EU watchdog rolls out rules for closing failed banks
LONDON, July 9
LONDON, July 9 (Reuters) - The European Union's banking watchdog has set out guidance on how supervisors must determine from next year whether an ailing bank can be closed down without disrupting markets or calling on taxpayer money.
The European Banking Authority's draft guidance, put out to public consultation, fleshes out one aspect of a new EU law on dealing with troubled banks without requiring government money as happened in the 2007-09 financial crisis.
Supervisors will have to make sure that a bank removes any obstacles to being closed down quickly so as to avoid the disruption to customers and markets that was seen after the collapse of U.S. bank Lehman Brothers in September 2008.
"The guidelines do not prescribe or privilege certain business models or organizational structures but allow for a case-by-case analysis of the impediments caused by the institution or group and of the best way to address them," the EBA said in a statement.
The overall cost for the EU's banking industry to apply the new requirements is estimated at 2.4-12.8 million euros, the EBA said.
Banks already have to write so-called living wills or recovery plans that set out how they would survive a market shock unaided.
The latest guidance covers the next stage, known as resolution, where a bank cannot be saved and needs to be closed.
The new EU law requires a resolution plan for each bank to be credible and feasible, with structural changes imposed if needed.
"This may involve changes to the legal, operational and financial structure of credit institutions or their business activities," the EBA said.
Most banking assets are held at cross-border lenders whose supervisors operate collectively in colleges.
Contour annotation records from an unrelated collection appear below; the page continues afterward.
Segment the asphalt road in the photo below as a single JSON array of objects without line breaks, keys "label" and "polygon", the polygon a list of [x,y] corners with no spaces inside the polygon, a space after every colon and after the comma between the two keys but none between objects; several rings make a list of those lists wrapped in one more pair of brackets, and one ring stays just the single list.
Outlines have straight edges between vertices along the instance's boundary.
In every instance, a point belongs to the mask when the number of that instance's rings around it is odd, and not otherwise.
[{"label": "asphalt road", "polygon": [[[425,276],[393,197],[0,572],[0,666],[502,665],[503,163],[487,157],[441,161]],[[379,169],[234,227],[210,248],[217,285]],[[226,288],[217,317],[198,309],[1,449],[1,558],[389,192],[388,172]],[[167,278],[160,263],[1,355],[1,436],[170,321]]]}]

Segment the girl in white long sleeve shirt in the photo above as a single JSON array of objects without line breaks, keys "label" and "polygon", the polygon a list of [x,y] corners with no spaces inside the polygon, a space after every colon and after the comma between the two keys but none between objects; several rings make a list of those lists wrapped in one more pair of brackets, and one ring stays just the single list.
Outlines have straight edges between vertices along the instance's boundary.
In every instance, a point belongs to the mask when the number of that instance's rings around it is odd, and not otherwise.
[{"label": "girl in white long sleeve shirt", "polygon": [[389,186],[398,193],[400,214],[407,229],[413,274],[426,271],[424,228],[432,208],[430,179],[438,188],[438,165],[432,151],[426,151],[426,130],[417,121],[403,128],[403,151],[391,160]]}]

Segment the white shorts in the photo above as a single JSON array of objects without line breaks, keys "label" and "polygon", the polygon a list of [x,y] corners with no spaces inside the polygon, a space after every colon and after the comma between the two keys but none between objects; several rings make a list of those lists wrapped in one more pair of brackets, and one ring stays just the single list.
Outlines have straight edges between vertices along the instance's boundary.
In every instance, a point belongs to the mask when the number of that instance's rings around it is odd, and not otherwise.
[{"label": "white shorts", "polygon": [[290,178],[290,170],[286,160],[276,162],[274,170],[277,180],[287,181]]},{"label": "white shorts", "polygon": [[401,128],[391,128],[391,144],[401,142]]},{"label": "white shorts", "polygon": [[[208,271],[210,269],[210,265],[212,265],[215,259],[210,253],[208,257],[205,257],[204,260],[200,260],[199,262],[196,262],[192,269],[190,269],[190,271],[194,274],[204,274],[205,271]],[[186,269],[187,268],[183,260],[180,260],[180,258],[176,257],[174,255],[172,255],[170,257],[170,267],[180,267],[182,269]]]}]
Each college will have to agree that a bank's resolution plan is workable in the heat of a crisis.
The guidance is likely to take effect from the middle of 2015 but there is no fixed deadline for banks to remove obstacles to resolution.
In the first instance, lenders would offer changes to satisfy regulators but if these are deemed to be inadequate then the EU law gives supervisors powers to impose changes.
The EBA will hold further consultations in the autumn on draft rules for determining when resolution is triggered.
There will also be a consultation on the amount of bonds a bank will have to hold for tapping if it collapses.